TiSpark Reading KV Data OOM

Note:
This topic has been translated from a Chinese forum by GPT and might contain errors.

Original topic: tispark读取kv数据OOM

| username: TiDBer_Lee

Using TiSpark to read a 200G table, I found that TiKV encountered OOM issues and kept failing. The cluster has 6 TiKV nodes, each with 16 cores and 64GB of memory. During the reading process, the resource consumption of TiKV was unbalanced. Initially, 2 nodes were working, gradually increasing to 4 nodes, and then OOM occurred. Disk usage was not high.

I tested with another TiDB cluster, which was upgraded from version 5.1.4 to 6.5.3, and it worked fine with normal memory consumption. However, the problematic cluster was directly installed with version 6.5.3. I am not sure if the default parameter changes caused this issue. Has anyone encountered similar situations? Please help with some answers.

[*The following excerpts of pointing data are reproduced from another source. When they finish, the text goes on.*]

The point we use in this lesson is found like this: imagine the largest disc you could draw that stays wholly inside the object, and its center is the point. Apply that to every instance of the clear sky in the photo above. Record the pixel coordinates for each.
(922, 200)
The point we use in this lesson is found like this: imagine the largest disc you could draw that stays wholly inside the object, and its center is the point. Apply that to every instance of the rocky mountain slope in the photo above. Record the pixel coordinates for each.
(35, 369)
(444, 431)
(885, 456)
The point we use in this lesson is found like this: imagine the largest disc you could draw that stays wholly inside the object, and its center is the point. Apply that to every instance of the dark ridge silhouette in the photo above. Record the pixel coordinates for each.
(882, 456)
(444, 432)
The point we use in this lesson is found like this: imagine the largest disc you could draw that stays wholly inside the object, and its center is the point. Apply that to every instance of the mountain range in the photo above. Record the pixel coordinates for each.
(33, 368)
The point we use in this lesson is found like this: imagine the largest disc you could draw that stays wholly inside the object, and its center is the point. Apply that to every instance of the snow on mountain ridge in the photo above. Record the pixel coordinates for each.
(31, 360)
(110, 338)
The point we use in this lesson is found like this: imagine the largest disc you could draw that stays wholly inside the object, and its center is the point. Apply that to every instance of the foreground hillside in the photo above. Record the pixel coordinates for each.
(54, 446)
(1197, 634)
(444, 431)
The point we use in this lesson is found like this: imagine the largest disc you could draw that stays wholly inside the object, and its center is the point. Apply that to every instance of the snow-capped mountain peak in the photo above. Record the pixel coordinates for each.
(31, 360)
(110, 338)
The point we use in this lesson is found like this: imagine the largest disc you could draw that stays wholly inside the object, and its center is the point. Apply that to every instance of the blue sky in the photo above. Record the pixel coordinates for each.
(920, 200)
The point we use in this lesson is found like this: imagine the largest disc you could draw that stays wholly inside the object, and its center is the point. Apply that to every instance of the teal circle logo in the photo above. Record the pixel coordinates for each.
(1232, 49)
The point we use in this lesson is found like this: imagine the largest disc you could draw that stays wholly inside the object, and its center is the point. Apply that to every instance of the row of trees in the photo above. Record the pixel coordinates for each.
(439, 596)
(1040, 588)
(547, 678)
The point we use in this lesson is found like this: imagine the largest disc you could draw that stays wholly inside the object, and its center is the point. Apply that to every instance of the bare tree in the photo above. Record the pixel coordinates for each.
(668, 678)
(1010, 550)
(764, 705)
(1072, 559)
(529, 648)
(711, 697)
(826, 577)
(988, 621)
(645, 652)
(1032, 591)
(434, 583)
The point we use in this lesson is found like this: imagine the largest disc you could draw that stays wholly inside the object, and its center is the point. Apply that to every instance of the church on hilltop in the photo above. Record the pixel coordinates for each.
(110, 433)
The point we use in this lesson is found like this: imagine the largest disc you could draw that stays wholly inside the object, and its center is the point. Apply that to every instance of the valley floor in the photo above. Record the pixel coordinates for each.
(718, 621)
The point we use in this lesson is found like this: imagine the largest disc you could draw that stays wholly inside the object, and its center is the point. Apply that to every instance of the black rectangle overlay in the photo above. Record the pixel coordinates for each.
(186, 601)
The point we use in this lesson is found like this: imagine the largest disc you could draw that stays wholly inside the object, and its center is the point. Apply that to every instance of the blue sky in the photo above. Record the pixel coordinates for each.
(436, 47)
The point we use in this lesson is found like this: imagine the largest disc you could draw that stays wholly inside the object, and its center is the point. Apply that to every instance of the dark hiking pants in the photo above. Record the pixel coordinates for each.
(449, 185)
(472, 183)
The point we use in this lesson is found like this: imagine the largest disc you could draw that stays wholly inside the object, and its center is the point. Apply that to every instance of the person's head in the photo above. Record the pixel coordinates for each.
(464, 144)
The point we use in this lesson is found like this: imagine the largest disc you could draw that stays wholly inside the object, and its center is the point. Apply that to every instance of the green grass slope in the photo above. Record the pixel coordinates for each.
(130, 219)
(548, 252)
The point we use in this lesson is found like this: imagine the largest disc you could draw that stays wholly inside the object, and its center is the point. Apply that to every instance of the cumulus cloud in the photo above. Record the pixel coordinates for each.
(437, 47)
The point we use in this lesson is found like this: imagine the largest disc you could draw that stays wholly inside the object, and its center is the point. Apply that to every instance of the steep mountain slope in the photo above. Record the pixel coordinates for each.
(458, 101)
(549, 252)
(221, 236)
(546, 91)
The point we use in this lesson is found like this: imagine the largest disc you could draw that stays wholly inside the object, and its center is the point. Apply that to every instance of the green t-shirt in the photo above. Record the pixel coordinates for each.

| username: Jellybean | Original post link

In the application scenario you described, the OOM issue at the TiKV storage layer is most likely caused by reading too much data at once, leading to the block cache being overwhelmed, or by reading a large amount of data but returning it too slowly, resulting in OOM.

First, compare and check the configuration of the two clusters, especially the block cache size configuration.

| username: redgame | Original post link

Try adjusting the memory configuration of the TiKV nodes and increasing the memory limit for each node.